この二つの活動を通して、参加者がより積極的に生活の中に音楽を取り入れ人と人が繋がることで、音楽の輪も大きくなっています。

ともしびコンサートの集客数(出演者含む)
2017年(350名)、2018年(400名)、2019年(400名)

4.指導にあたっての留意点

ピアノ個人レッスンを習っている生徒や「歌声広場カナリア」に来て下さる方々の心には、きっと秘めた想いがあります。年代や今まで歩んできた人生さまざまな中、そこにはそれぞれの個性があります。瞬時に感じとる事は容易ではありませんが、個性を引き出し音楽につなげたいと思います。

5.出演者の反応

「大人のピアノプチコンサート」終了後に感想をお聞きしました。皆さん口を揃えて、「家では間違えないで弾けるんだけどねぇ」「わかります、その気持ちとってもわかります」「私もです」と。皆最後には「でもとっても楽しかった」と言ってくれました。
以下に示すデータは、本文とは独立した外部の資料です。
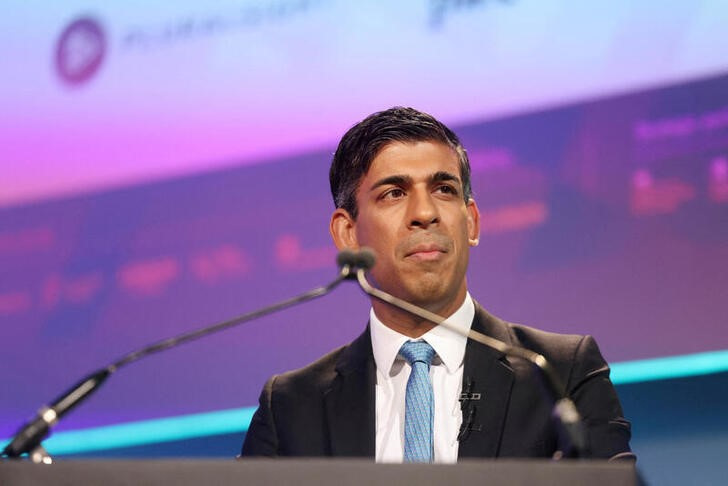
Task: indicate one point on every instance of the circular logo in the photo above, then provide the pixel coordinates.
(80, 50)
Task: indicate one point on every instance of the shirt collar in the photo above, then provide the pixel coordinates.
(448, 345)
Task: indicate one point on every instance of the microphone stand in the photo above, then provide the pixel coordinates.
(564, 408)
(30, 436)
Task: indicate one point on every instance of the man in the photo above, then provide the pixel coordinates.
(401, 185)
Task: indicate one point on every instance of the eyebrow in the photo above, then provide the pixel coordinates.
(404, 180)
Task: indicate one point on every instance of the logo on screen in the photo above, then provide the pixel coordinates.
(80, 51)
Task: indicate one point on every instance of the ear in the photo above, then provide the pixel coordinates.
(473, 222)
(343, 230)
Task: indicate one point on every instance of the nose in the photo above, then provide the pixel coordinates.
(423, 211)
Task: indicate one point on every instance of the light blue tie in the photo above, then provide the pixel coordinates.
(419, 403)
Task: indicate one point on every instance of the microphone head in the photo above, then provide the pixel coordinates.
(367, 258)
(363, 259)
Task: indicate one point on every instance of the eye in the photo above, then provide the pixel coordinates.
(393, 193)
(447, 189)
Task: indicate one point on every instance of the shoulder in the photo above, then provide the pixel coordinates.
(575, 356)
(314, 375)
(321, 374)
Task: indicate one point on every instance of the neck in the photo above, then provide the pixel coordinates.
(410, 325)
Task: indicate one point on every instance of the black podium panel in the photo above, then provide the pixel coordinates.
(303, 472)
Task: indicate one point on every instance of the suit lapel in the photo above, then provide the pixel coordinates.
(492, 377)
(349, 402)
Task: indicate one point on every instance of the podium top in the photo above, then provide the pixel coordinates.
(303, 472)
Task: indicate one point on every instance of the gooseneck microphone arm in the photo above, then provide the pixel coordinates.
(28, 439)
(564, 408)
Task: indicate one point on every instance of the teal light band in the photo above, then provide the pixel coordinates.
(144, 432)
(669, 367)
(220, 422)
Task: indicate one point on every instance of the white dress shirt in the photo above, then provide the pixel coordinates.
(446, 373)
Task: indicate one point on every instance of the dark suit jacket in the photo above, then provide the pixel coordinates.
(327, 408)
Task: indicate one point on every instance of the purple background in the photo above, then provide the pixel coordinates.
(607, 217)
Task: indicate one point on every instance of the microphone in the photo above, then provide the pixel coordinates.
(564, 408)
(353, 261)
(29, 437)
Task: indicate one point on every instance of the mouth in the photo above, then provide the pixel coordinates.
(428, 252)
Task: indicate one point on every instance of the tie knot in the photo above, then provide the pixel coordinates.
(414, 351)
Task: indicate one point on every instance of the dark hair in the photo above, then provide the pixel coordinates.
(361, 144)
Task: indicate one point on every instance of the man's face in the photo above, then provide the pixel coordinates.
(413, 215)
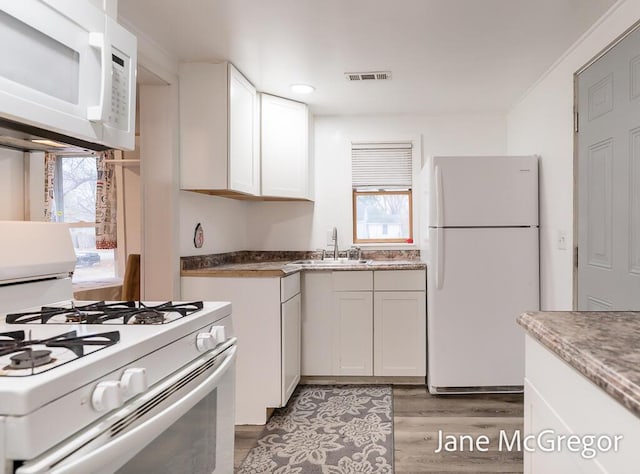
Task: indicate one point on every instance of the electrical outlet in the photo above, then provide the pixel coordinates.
(562, 240)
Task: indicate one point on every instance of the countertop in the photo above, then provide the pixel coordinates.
(603, 346)
(280, 269)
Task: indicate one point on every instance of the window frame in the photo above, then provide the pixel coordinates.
(58, 193)
(381, 192)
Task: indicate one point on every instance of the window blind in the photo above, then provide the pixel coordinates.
(381, 165)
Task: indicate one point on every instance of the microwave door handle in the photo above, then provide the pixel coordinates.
(102, 458)
(97, 113)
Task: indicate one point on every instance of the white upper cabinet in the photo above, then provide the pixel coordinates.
(218, 130)
(284, 148)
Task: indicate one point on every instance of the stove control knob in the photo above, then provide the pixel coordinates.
(205, 341)
(107, 395)
(134, 381)
(219, 335)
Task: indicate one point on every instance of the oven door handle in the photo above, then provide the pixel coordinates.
(112, 455)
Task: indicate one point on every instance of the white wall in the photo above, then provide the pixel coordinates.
(11, 185)
(223, 220)
(542, 123)
(303, 226)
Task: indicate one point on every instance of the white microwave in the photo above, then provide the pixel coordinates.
(68, 68)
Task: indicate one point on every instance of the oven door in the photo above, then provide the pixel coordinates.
(183, 424)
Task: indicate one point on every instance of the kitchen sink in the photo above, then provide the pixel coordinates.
(330, 262)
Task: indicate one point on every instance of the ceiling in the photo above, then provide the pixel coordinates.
(445, 56)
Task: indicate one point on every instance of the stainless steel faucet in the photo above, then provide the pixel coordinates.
(334, 237)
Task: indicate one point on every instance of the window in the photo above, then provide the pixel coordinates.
(382, 199)
(74, 201)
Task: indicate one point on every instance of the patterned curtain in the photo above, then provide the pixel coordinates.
(106, 232)
(49, 199)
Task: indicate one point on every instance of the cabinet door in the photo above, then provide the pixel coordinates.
(400, 329)
(284, 150)
(317, 323)
(352, 333)
(290, 347)
(244, 162)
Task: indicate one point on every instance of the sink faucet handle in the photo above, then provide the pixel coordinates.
(355, 250)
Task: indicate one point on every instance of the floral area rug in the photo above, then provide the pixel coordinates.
(328, 429)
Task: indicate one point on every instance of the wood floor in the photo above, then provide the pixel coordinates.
(418, 417)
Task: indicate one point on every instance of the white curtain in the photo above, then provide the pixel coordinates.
(106, 212)
(49, 180)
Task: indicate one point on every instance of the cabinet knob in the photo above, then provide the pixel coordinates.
(107, 395)
(205, 341)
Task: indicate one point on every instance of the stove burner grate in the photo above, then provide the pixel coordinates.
(30, 358)
(148, 316)
(122, 312)
(26, 357)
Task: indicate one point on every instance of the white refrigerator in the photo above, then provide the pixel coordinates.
(482, 255)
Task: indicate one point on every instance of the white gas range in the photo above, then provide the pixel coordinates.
(115, 386)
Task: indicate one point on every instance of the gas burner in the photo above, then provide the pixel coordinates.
(28, 356)
(29, 359)
(122, 312)
(149, 316)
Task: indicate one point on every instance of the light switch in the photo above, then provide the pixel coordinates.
(562, 240)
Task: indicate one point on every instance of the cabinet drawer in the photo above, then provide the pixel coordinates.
(400, 280)
(289, 286)
(352, 281)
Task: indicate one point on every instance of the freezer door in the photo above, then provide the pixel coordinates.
(488, 278)
(483, 191)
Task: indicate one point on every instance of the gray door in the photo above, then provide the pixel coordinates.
(609, 180)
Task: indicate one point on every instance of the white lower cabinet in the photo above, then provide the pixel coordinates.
(364, 323)
(290, 345)
(400, 333)
(560, 402)
(266, 321)
(352, 333)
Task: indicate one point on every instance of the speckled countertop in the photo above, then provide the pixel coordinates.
(603, 346)
(266, 269)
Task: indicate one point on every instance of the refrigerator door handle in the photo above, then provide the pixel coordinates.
(439, 198)
(439, 249)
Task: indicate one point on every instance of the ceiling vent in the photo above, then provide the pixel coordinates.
(368, 76)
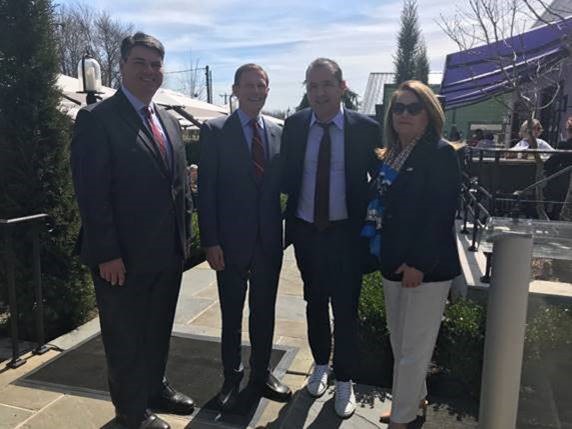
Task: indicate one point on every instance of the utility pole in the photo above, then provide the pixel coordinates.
(208, 78)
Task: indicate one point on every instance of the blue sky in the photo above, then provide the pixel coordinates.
(282, 36)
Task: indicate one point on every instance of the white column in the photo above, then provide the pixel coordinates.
(504, 340)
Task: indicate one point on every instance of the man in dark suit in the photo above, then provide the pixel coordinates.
(128, 165)
(241, 229)
(327, 152)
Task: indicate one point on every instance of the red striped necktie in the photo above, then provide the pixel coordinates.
(157, 135)
(257, 150)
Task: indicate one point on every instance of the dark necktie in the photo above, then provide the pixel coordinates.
(157, 135)
(322, 193)
(257, 150)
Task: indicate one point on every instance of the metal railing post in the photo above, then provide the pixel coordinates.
(12, 301)
(476, 215)
(504, 339)
(41, 348)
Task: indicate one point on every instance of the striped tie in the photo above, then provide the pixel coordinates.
(257, 150)
(157, 135)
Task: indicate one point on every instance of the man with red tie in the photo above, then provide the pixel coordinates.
(240, 224)
(128, 164)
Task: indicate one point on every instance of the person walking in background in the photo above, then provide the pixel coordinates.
(128, 164)
(327, 152)
(410, 224)
(240, 223)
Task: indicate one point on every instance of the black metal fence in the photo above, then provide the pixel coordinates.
(502, 182)
(32, 225)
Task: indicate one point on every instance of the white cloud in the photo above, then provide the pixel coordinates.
(282, 38)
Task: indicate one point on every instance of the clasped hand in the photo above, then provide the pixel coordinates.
(412, 277)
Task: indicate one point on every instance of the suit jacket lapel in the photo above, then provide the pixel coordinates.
(350, 131)
(144, 136)
(302, 142)
(272, 138)
(236, 138)
(172, 135)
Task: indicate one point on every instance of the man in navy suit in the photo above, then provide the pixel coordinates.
(327, 152)
(241, 229)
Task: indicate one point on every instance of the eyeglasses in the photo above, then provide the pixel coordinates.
(413, 108)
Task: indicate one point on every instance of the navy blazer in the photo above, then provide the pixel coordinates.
(419, 216)
(361, 137)
(234, 209)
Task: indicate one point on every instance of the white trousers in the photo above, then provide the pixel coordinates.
(413, 319)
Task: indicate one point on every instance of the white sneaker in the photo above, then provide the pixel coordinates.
(345, 399)
(318, 382)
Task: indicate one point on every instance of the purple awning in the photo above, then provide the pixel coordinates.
(477, 74)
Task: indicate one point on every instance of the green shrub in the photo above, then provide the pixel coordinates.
(550, 329)
(460, 344)
(34, 169)
(376, 360)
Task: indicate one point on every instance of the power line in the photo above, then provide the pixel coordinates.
(185, 71)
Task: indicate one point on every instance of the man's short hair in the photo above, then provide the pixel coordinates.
(141, 39)
(249, 67)
(327, 63)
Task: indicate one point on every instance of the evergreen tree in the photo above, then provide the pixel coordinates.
(34, 166)
(411, 50)
(349, 100)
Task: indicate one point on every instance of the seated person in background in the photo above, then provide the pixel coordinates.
(556, 189)
(477, 137)
(524, 135)
(488, 142)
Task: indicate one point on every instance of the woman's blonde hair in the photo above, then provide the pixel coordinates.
(523, 133)
(431, 105)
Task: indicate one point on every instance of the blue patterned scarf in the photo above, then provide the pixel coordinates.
(388, 172)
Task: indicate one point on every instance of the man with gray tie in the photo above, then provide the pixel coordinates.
(327, 152)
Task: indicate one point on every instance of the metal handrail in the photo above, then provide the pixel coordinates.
(7, 226)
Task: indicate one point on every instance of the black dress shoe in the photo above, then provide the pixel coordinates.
(147, 421)
(273, 389)
(228, 394)
(171, 401)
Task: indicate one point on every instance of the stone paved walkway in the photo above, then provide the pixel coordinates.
(197, 313)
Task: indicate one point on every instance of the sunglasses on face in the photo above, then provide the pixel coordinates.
(413, 108)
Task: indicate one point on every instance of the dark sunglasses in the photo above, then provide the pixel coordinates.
(413, 108)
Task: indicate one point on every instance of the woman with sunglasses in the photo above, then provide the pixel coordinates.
(410, 224)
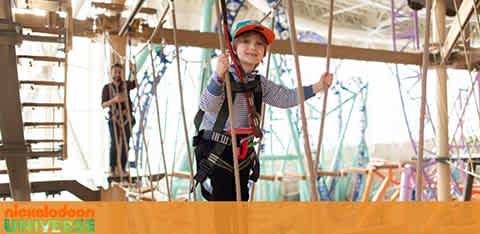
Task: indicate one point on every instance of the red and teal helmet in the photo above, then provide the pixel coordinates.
(252, 25)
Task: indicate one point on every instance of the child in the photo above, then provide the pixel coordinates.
(115, 96)
(213, 147)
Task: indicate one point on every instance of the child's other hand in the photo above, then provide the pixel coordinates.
(222, 66)
(324, 83)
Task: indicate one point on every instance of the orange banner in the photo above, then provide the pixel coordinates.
(259, 217)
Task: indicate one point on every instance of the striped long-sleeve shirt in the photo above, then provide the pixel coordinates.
(273, 94)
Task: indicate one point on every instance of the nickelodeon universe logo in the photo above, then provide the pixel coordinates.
(48, 220)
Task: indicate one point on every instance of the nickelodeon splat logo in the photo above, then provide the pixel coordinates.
(48, 220)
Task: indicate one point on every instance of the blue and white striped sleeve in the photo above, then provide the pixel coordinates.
(281, 96)
(213, 96)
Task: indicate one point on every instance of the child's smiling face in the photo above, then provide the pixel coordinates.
(250, 48)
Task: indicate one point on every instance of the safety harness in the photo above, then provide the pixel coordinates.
(208, 161)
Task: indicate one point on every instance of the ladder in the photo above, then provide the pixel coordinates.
(42, 73)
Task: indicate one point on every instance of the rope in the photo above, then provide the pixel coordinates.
(160, 128)
(180, 89)
(161, 21)
(325, 96)
(262, 121)
(231, 110)
(301, 99)
(423, 100)
(472, 81)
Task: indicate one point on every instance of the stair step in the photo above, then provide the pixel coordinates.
(42, 58)
(42, 104)
(57, 31)
(47, 39)
(43, 82)
(34, 170)
(34, 124)
(34, 154)
(36, 141)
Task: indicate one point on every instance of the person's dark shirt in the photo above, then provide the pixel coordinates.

生徒からは、一期一会を大切にしようと思う精神が感じられ、積極的に話し掛けている場面を見ると、講師冥利に尽きます。終わってからも次の目標を立てるスピードがはやく驚いています。

そして、「ともしびコンサート」では演奏後の出演者の笑顔がいつも素晴らしいです。「ステージの上は気持ちがいい」「本番は楽しい」などの声を多数聞きます。

6.今後の抱負

一つは、ピアノの生徒には年齢、音楽ジャンル問わず、誰もが自由に演奏表現できる参加型のコンサートを作りたいと思います。私の夢は講師という立場だけではなく同じ参加者として楽しむ事です。

ソロ演奏はもちろん、他楽器とのアンサンブル(例えば、ジャズを演奏するとすればドラムとベースでピアノトリオの編成他)など、普段一緒に演奏する機会がない方へもそのステージを作ってあげたいと考えています。

もう一つは、コンサートの再開、そして、コロナ禍で歌う事が難しい状況の歌声広場カナリアですが、過去150名の参加実績があるので、いつか大合唱できる日を夢見ています。